Molly Beth arrives in an hour; Roscoe and Finlay must keep up appearances with Teale. But they need someone to go to Memphis for the E.P.A. lead. Reacher calls a private investigator he knows. Answering the phone, Neagley sits on her couch, notebook ready. When she hears that Joe is dead, she offers to talk. “We just did,” Reacher says. (Neagley, who’s a wonderful character, gives him some flak and doesn’t take his attitude personally.)

Finlay drives them to meet Molly Beth. (The Jag and its bullet holes can’t go unnoticed anymore.) On the way we get some buddy cop schtick over Finlay’s love of the band .38 Special, lol.

At the train station Molly Beth disembarks. She looks up, sees Reacher at the top of the concourse, and smiles. (He looks like Joe.) Carrying a big case, she motions toward the escalator.
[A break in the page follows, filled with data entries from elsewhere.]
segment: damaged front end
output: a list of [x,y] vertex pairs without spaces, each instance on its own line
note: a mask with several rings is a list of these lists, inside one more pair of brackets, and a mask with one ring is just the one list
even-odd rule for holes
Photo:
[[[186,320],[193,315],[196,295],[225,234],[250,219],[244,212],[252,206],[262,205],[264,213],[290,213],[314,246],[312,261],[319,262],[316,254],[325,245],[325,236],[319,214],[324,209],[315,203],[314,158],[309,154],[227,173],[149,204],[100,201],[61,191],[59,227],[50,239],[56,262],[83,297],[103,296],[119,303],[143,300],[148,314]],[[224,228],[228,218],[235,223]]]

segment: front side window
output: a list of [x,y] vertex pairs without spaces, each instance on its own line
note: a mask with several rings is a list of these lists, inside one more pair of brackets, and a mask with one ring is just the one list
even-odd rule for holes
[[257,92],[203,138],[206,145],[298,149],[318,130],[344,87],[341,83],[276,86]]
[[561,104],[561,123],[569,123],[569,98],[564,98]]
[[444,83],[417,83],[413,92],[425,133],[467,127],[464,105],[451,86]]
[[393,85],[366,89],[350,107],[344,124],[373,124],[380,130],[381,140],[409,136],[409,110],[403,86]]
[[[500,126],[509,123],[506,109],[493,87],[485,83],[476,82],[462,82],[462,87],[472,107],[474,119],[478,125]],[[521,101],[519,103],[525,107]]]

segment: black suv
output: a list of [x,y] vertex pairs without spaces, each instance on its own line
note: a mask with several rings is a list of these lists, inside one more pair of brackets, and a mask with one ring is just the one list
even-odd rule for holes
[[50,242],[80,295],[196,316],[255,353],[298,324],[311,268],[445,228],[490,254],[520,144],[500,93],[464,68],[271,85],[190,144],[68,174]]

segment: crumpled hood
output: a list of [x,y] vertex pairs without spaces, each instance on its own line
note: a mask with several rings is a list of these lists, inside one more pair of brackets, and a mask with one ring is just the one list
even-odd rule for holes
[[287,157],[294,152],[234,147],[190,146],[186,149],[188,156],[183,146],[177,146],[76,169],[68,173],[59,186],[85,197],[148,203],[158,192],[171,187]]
As they wait at the top, she never arrives. They separate, with Reacher going down the up escalator. From the train platform, he sees the case in the tracks. It’s empty, and Reacher heads down the tunnel.

There she is, sitting on the worker’s ledge. She’s been shot in the torso. She calls Reacher “Joe” as she dies in his arms. Close on Reacher’s reaction shot. Roll credits.

CRITICAL NOTES

All the beats are here and in the right order, but the size and shape of them are a bit weird. I mean, look at that Nine! It’s practically a short film.
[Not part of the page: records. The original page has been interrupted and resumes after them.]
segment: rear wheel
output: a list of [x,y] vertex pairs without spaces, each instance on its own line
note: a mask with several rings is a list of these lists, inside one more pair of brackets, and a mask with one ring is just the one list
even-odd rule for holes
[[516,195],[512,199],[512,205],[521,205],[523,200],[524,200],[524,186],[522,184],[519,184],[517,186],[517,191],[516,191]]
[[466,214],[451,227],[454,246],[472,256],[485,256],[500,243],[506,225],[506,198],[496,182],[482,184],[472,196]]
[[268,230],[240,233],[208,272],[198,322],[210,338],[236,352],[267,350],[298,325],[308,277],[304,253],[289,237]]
The key for me is the Three/Six. Introduce the VIN, resolve the VIN. When Picard tells them the information the VIN has revealed, that’s the Six. Those are fixed points, around which I can begin to construct the rest of the Enneagram.

What do you think is the meaning of that title, “In A Tree”? In the last episode we saw a strong connection between the title and the Eight. All I can think of now is the old schoolyard tease: Roscoe and Reacher sitting in a tree, k-i-s-s-i-n-g. Is their physical consummation the point of this title? I can’t find any other connection. It does, however, suggest the Switch. Two pretty people having sex isn’t normally a critical beat in storytelling anymore. Perhaps the title, and this Switch placement, are asking us to reconsider that assumption. Another clue: Reacher decides at the Seven to risk himself and protect Roscoe. I suspect that’s just in his nature, to always take the heat. However, Roscoe in the Eight expresses how much that angers her. They slept together and she said it changed nothing, and now Reacher’s potentially acting chivalrous. As a police officer she likes being able to protect herself and others. She seems to want respect and trust for her skills. And she seems to want to never look vulnerable. All of this, for me, reinforces the theory that this episode is focused around their relationship.

One other very interesting thing is happening in this structure. The Two — “only those who need to know” — is belied at the Eight when they obviously have a leak by someone who doesn’t need to know. Because I’ve seen the whole season, I know who the leak is. Watching again, it strikes me as obvious. The episode is about laying pipe for the identity of the leaker, without telling us forthrightly who it is. It’s like there’s an Enneagram under the Enneagram. Interesting. We watch the story along with the characters, who are ignorant at this point. But when we know the trick, we watch a different story playing in parallel.